Quem faz da política um Porto- Benfica e a transforma num jogo de rivalidades sem outro objectivo que o de encontrar um vencedor, deverá ter adorado o debate de sexta-feira no Parlamento, com dois momentos zen: primeiro, o confronto Sócrates-Ferreira Leite, depois o que opôs Louçã a Sócrates.
Vencedores, cada um encontrará os seus, segundo a sua própria fé. É pena que os dois debates tivessem pouco sumo: Ferreira Leite queria fazer política com uma decisão judicial e pagou caro uma frase dita há dias, referindo escutas já desvalorizadas e mandadas destruir pelas instâncias judiciais superiores ("não podem destruir-se provas"); acresce que a sua inaptidão política ainda deu mais terreno para Sócrates repor as coisas no lugar, isto é, à política o que a ela pertence à justiça o que é de justiça, deixando a adversária em evidente mau estado (político, claro). Como Louçã é o oposto de Ferreira Leite e não tem falta de aptidões para o diálogo parlamentar, obrigou Sócrates a passar um mau bocado, curiosamente também por causa de uma frase ("espionagem política") não sua, mas de um seu ministro. E como Sócrates não quis, porque não podia, dar cobertura ao ministro por essa frase, acabou por sair menos bem do confronto.
Tudo isto se passou no dia seguinte a saber-se que o desemprego subiu para dois dígitos. Não parecia. Pouco adianta o Governo vir dizer que até levou ao Parlamento propostas de aumento do salário mínimo e de ajuda às empresas, porque ficou evidente que o Governo, como as oposições, estavam mais interessados em acertar umas contas mal saldadas desde que o Código Contributivo foi chumbado por todas as oposições e desde que os casos de justiça foram aproveitados pelo PSD para o combate político, do que em discutirem os reais problemas do país.

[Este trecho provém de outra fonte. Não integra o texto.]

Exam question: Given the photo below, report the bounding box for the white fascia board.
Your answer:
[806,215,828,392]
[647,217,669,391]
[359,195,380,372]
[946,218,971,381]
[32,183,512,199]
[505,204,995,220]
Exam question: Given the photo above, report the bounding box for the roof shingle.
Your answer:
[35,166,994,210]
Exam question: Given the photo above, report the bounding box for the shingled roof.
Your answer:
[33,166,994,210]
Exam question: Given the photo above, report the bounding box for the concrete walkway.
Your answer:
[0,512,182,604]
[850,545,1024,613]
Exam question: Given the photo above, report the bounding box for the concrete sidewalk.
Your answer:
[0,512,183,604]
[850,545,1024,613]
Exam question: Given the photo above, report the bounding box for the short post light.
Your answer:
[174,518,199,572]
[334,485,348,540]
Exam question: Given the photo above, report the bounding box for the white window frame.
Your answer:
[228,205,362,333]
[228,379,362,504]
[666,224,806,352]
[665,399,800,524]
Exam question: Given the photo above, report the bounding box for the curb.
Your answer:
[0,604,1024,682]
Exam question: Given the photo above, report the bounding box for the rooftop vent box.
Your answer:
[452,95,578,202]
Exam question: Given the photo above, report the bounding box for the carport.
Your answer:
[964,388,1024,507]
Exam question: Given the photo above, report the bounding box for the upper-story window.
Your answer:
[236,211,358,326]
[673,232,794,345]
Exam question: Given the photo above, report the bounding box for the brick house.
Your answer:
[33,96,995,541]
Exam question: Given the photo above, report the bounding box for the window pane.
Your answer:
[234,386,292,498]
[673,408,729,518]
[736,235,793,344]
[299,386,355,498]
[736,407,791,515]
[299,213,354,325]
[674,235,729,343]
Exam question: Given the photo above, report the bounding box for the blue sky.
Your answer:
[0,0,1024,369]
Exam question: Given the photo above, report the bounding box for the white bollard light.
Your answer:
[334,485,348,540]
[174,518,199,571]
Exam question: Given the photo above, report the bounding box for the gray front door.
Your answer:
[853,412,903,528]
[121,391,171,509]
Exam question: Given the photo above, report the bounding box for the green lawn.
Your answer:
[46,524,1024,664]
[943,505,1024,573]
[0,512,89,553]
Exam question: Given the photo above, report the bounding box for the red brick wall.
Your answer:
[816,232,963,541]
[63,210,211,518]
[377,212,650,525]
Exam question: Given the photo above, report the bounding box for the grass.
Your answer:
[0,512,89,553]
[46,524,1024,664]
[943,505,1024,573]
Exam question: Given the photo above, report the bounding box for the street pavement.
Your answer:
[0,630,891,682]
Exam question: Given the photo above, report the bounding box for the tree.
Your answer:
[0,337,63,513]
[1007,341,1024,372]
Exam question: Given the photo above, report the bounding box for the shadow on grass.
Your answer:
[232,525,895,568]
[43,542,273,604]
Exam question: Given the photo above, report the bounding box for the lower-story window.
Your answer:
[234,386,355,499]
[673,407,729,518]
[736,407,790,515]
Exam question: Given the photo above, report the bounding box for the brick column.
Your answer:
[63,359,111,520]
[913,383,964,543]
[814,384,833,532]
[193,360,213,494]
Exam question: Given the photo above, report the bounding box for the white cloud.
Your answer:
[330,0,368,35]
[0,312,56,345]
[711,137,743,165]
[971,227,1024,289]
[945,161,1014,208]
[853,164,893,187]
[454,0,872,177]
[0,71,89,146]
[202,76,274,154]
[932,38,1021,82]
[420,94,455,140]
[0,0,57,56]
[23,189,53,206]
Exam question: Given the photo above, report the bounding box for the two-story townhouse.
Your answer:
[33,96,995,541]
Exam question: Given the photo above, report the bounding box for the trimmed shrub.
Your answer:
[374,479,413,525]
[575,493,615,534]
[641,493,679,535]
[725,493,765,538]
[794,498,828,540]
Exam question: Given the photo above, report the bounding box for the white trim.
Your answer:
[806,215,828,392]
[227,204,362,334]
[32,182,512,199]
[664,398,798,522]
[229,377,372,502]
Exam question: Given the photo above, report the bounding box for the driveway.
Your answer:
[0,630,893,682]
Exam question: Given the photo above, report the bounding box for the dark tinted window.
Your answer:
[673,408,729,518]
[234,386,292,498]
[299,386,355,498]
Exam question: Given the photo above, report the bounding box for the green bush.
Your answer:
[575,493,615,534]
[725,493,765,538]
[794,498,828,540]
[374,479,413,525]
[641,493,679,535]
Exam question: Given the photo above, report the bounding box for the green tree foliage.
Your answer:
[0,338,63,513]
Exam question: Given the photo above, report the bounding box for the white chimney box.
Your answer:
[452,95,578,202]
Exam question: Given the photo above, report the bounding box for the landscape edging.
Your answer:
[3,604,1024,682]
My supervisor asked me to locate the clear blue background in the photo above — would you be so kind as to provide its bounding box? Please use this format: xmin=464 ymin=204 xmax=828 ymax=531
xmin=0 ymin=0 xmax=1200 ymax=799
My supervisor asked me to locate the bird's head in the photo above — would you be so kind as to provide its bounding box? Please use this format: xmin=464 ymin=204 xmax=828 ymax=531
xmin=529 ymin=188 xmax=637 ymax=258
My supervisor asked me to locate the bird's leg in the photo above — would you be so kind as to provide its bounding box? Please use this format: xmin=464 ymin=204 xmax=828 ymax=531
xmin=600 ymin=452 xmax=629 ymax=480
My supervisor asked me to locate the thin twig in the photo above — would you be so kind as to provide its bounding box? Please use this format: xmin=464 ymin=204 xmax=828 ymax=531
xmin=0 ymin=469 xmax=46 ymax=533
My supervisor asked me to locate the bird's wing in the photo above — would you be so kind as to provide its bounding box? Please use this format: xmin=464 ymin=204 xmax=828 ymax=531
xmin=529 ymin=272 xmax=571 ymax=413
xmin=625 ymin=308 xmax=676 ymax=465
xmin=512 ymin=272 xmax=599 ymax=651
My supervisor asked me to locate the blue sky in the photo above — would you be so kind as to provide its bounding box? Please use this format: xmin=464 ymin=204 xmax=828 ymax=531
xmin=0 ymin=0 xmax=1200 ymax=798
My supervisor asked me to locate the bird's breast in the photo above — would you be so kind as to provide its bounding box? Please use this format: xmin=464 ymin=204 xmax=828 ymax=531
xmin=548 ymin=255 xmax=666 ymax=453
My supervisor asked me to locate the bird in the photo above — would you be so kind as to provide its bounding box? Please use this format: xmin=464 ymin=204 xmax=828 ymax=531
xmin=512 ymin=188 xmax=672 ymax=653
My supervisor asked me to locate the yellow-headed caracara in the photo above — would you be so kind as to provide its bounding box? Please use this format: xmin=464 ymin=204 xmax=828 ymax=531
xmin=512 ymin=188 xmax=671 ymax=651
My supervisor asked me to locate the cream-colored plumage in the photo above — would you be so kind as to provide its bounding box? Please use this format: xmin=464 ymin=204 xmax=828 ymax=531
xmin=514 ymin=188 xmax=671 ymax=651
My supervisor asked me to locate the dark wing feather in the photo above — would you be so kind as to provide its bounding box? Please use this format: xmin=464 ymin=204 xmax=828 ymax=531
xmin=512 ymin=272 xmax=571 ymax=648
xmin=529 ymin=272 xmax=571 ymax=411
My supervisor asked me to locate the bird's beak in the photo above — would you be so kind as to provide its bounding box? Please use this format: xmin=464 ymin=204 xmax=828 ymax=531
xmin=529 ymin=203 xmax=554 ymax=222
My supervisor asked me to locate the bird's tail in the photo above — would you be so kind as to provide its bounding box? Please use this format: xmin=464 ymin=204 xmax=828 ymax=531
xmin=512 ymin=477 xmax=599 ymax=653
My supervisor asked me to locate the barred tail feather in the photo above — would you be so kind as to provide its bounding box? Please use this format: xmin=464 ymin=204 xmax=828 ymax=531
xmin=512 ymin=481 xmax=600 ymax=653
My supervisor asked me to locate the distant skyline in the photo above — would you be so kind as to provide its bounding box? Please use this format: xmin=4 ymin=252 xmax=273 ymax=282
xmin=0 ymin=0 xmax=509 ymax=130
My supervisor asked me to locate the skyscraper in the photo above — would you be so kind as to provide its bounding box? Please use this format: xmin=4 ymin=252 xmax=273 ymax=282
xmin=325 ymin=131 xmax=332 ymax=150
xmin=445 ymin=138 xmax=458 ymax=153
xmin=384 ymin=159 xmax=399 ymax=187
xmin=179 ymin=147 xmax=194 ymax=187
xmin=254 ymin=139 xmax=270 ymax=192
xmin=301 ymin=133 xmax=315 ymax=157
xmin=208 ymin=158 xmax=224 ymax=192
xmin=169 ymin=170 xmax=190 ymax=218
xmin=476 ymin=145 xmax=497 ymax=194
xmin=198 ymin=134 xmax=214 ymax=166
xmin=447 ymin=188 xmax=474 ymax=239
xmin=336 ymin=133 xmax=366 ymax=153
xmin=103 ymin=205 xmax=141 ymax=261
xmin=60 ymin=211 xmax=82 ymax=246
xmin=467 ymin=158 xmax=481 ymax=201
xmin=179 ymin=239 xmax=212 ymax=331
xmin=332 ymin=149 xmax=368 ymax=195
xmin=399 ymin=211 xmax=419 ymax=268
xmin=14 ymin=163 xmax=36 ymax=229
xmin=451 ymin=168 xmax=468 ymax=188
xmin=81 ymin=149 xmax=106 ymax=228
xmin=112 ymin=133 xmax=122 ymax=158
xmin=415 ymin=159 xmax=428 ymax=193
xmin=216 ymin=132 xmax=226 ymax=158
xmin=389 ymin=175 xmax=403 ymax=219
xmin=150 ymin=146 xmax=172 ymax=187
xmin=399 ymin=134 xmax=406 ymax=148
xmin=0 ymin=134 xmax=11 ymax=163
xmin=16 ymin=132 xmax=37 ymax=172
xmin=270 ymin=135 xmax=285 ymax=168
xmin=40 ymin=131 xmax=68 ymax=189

Mas era bom que tivesse passado esse tempo. O país precisa de soluções para muitos problemas e precisa de inventar escapatórias para a crise. As empresas vivem grandes dificuldades, umas encerrando outras atrasando pagamentos e salários, as famílias estão generalizadamente atingidas pelo desemprego de alguns dos seus, os municípios esgotaram as suas capacidades e em muitos locais do interior são já o único empregador. No meio de tudo isto, no meio da enorme crise que atravessamos, que interessa ao cidadão comum que Sócrates tenha "desfeito" Ferreira Leite ou Louçã encostado Sócrates às cordas? E quanto custou o tempo que se perdeu com isto?
Vêm aí novos testes à capacidade dos nossos políticos darem respostas à crise. Mais alianças negativas no Parlamento para derrotar o Governo ou para lhe impor soluções de governação que não são as suas levarão certamente a alegria às máquinas partidárias. Mas não resolverão problemas. Ajudarão, apenas, a tornar o país ingovernável. Infelizmente, todos os sinais parecem dizer-nos que é para aí que caminhamos.